Un autre domaine qui devra faire l’objet de toutes les attentions est celui de la sécurité du patient. “Et cela passe notamment par une garantie de qualité et d’indépendance de l’information, par l’application de règles de qualité et par l’apport de preuves que les solutions de santé mobile sont réellement efficaces.”

Pas question de laisser planer le moindre doute sur le bon fonctionnement d’une appli, sur la nature des algorithmes qui moulinent les données et affichent les résultats, ou sur la qualité, la pertinence et l’objectivité des indications ou conseils donnés!

En la matière, le Livre vert énumère quelques pistes de solutions possibles: “Il est possible de garantir la sécurité en recourant à des normes de sécurité d’utilisation ou à des labels de qualité spécifiques.

Les systèmes de certification pourraient aussi servir d’indicateurs fiables aux professionnels de santé et aux particuliers car ceux-ci pourraient vérifier si l’appli ou la solution de santé mobile fournit un contenu crédible, comporte des garanties concernant les données des utilisateurs et fonctionne comme prévu.

Des systèmes de certification ont déjà fait leur apparition, comme la Health Apps Library du NHS au Royaume-Uni, une bibliothèque en ligne qui contient uniquement des applis ayant satisfait aux exigences en matière de sécurité et de conformité aux règles de protection des données.
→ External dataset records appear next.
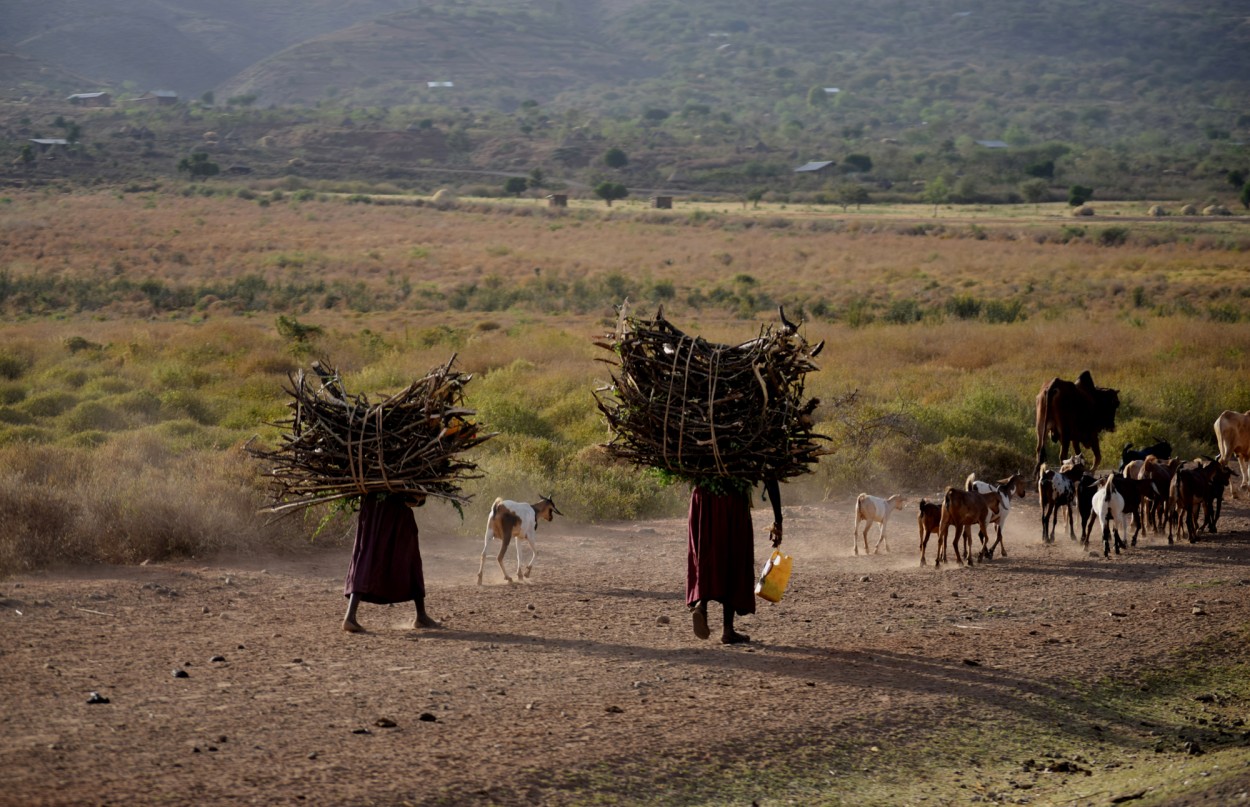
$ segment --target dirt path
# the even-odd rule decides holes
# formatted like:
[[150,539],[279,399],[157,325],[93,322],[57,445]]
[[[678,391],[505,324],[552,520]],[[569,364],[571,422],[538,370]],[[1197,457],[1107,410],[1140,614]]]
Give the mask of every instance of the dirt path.
[[[1240,640],[1244,508],[1108,561],[1043,546],[1021,504],[1010,557],[940,571],[914,500],[889,555],[850,555],[850,512],[787,508],[791,589],[740,647],[691,633],[682,520],[544,525],[516,586],[476,586],[478,541],[424,529],[437,631],[364,605],[343,633],[346,550],[2,581],[0,803],[1106,804],[1200,759],[1191,724],[1244,745],[1232,694],[1167,725],[1082,698]],[[990,746],[949,746],[970,736]]]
Dans d’autres cas, les applis sont certifiées et vendues dans des magasins d’applis spécialisés comme Happtique aux États-Unis.

Certaines initiatives sont davantage axées sur la transparence des informations relatives aux applis fiables, comme le premier répertoire européen des applis de santé.

Il contient des éléments factuels sur environ 200 applis de santé mobiles recommandées par des groupes de patients européens et couvre un large éventail de sujets en rapport avec la santé, comme les rappels de prise de médicament, les maladies, l’exercice et le handicap physique.”